Extra Credit (5 points) Assignment 6 - CUDA Chain 2x2 Matrix Multiply
Introduction
In the coalescing MAX exercise, we used the fact that Max is commutative.
We could therefore reorder the MAX operations. Notice that matrix multiply
is NOT commutative, so we need to obey the order of the multiplications,
but we can still read in coalesced fashion using shared memory.
Download the following
PA6 tar file, containing:
- Makefile
- timer.h
- timer.cu
- MM2chain.cu
- MM2chainKernel.h
*** Do not use wahoo for your CUDA experiments. ***
In this exercise you will coalesc a chain matrix multiply code.
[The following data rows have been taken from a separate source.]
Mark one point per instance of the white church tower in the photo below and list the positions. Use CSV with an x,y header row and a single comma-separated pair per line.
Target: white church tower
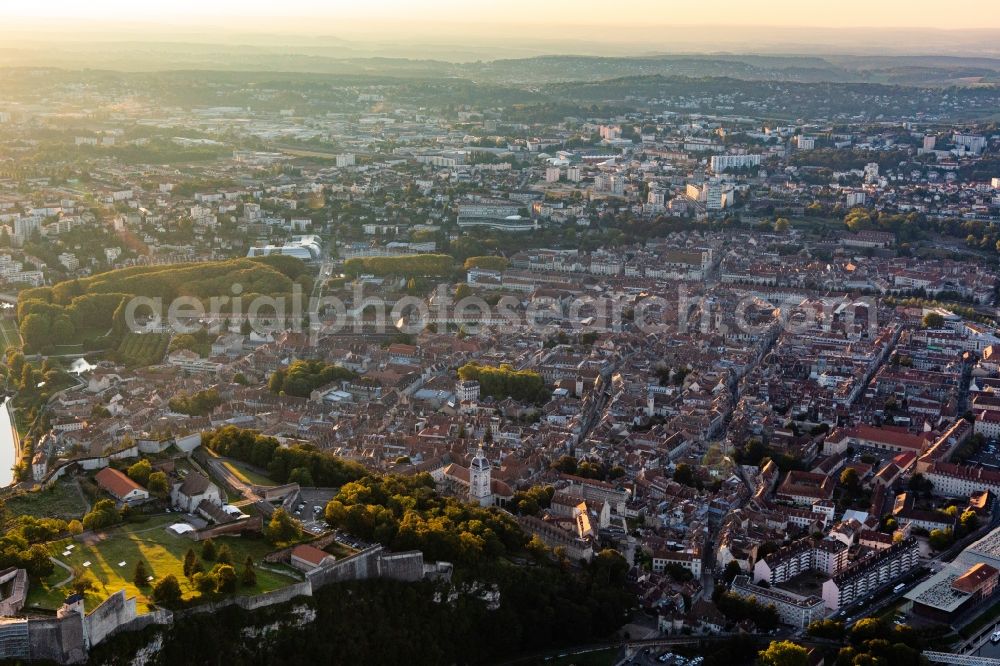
x,y
480,486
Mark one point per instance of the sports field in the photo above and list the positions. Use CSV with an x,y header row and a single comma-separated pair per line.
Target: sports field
x,y
161,550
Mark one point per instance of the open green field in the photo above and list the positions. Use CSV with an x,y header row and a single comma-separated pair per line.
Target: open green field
x,y
62,500
138,350
247,475
9,335
598,658
163,553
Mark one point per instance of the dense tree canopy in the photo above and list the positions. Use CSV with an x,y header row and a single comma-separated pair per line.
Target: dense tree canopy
x,y
506,382
301,378
325,469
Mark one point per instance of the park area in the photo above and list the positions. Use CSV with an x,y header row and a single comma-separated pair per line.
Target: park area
x,y
111,559
9,336
63,500
244,473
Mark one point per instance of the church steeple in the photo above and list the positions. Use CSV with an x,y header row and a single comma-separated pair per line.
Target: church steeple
x,y
480,479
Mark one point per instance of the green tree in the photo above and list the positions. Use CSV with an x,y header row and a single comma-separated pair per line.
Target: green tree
x,y
731,571
225,555
158,485
140,471
940,539
849,479
204,582
684,474
281,528
167,591
190,562
784,653
933,320
248,577
226,575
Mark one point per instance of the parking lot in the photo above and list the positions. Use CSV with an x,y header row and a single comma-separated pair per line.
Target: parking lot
x,y
309,507
988,456
657,656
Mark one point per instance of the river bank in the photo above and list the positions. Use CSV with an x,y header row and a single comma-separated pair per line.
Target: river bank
x,y
10,444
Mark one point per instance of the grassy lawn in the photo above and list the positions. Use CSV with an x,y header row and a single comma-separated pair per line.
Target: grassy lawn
x,y
599,658
9,336
62,500
971,629
247,475
163,553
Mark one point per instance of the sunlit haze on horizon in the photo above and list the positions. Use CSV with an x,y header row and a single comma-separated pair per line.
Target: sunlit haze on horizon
x,y
961,14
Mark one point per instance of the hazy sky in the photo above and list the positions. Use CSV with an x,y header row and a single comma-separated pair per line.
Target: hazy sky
x,y
953,14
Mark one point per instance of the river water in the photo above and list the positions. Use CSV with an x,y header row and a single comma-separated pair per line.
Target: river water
x,y
8,449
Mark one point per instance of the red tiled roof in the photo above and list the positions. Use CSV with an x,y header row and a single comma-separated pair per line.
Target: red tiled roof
x,y
310,554
115,482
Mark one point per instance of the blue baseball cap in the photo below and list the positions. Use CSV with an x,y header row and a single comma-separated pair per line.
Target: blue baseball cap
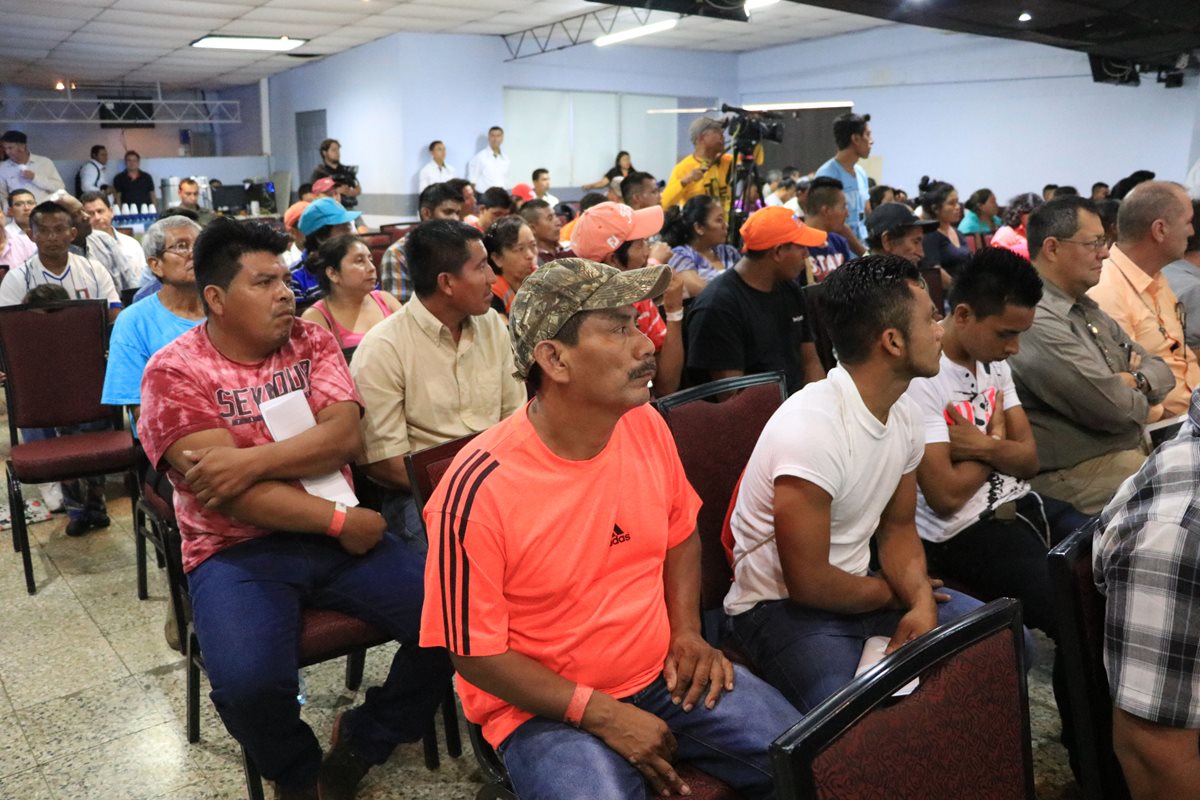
x,y
324,211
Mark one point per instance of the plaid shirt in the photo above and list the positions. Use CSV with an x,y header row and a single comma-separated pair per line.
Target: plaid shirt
x,y
1146,560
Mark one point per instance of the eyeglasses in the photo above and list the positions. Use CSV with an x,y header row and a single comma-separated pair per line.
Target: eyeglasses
x,y
1096,245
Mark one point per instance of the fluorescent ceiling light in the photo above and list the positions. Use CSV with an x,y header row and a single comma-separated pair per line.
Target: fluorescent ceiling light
x,y
636,32
268,43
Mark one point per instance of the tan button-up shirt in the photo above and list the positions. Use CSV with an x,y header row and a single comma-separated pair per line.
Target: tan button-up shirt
x,y
420,389
1150,313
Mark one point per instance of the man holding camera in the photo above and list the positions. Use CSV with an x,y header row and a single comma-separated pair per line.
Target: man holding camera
x,y
706,170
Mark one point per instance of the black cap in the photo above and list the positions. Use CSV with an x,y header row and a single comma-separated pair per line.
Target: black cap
x,y
892,216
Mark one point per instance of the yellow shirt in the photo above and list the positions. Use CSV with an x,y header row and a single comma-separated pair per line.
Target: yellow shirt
x,y
1146,310
420,389
715,181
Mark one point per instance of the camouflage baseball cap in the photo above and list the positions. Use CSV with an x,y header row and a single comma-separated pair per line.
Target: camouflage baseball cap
x,y
563,288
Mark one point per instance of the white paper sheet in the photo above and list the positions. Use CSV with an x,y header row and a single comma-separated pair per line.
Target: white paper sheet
x,y
289,415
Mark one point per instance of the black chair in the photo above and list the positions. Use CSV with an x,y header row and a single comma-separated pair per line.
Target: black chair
x,y
963,733
54,356
1079,607
714,441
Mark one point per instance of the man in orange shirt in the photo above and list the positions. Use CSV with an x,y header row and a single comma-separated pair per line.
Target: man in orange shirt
x,y
1153,226
573,619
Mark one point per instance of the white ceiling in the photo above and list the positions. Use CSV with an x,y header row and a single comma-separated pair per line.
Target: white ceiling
x,y
147,41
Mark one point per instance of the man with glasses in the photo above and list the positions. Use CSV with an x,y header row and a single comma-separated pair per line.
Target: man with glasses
x,y
1153,226
1086,386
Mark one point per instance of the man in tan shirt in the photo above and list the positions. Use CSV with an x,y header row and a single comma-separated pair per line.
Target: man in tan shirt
x,y
1153,226
438,368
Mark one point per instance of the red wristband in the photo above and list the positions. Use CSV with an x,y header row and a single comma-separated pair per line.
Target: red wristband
x,y
335,524
579,704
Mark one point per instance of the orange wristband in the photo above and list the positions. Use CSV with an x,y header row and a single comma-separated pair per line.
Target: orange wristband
x,y
579,703
337,522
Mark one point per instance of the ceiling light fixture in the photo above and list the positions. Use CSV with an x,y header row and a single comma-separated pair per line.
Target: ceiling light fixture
x,y
267,43
635,32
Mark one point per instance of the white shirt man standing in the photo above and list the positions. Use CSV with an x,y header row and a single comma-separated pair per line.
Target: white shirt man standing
x,y
437,170
490,167
27,170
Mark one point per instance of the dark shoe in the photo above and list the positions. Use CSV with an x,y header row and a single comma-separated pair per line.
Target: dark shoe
x,y
78,525
306,793
342,769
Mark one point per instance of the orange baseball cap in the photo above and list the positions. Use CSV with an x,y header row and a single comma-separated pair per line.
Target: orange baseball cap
x,y
292,216
775,226
605,227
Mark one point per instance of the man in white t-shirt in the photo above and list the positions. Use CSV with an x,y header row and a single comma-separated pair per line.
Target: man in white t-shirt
x,y
83,278
981,522
835,465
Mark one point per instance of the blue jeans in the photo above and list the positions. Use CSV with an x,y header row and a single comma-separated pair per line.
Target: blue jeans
x,y
552,761
246,603
809,654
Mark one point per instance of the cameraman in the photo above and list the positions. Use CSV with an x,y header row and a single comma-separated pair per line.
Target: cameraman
x,y
706,170
345,178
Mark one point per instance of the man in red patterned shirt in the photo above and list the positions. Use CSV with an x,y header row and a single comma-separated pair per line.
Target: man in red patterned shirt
x,y
258,547
616,234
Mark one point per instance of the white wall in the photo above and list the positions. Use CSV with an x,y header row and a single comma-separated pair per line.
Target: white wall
x,y
385,101
984,112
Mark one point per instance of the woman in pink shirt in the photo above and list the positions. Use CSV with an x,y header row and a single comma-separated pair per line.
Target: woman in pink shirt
x,y
351,305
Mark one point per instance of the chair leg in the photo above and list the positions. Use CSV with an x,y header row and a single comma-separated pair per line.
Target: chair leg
x,y
432,758
450,722
253,780
139,543
355,662
21,530
193,691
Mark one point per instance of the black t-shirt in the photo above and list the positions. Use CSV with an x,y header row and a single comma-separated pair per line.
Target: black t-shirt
x,y
732,325
135,190
342,176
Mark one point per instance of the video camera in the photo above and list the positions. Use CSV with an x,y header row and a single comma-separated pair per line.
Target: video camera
x,y
749,128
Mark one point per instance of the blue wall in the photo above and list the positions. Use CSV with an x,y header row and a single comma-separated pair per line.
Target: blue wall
x,y
984,112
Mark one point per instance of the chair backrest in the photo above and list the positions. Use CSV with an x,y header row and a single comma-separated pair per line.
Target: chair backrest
x,y
54,356
1079,607
426,467
963,733
714,441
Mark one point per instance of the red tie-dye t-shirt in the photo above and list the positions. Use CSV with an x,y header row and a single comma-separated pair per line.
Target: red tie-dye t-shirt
x,y
189,386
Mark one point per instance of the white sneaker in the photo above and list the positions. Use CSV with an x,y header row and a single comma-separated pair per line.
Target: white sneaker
x,y
52,494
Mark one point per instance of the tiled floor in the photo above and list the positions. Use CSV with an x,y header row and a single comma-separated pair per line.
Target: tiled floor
x,y
91,698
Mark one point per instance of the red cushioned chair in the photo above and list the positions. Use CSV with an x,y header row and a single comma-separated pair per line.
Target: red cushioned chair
x,y
54,356
1080,607
714,441
425,470
963,733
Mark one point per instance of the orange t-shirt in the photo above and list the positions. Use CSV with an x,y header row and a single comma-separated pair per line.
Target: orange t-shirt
x,y
558,560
You will be given host code only. You will write two kernel codes:
one non-coalescing and one coalescing kernel, both for a 1D grid of
200000 1D thread blocks of 32 threads.
Non Coalescing Kernel
A thread in a thread block of your non coalescing kernel, called
MM2chainKernel00.cu, will read a contiguous chunk of the global input array
d_A, containing 60 2x2 matrices (each 4 floats row major order: M00 M01 M10
and M11), i.e. 240 floats, chain multiply these using registers for
intermediate results, and write one 4 element
result matrix into one global result array d_matmults. The host will
memcpy this result array back and check its validity.
Coalescing Kernel
Each thread in your coalescing kernel, called MM2chainKernel01.cu, will
read 60 2x2 matrices from global array d_A into shared memory, in interleaved
fashion to achieve coalescing. So a thread block collectively
reads 60*32 2x2 matrices. Then each thread computes a chain matrix multiply
of 60 contiguous 2x2 matrices by reading from shared memory and
computing results registers, and writes the result back to global memory
array d_matmults. This array should be identical to the array produced
by MM2chainKernel00.cu. Again, the host will memcpy this result array back
and check its validity.
You need to extend your Makefile.
Report and submission
Compare and report the performance of the two codes. Submit a PA6.tar file
containing:
- report .pdf
- Makefile
- timer.h
- timer.cu
- MM2chain.cu
- MM2chainKernel00.cu
- MM2chainKernel01.cu
- MM2chainKernel.h
Again, use the "make tar" command from your Makefile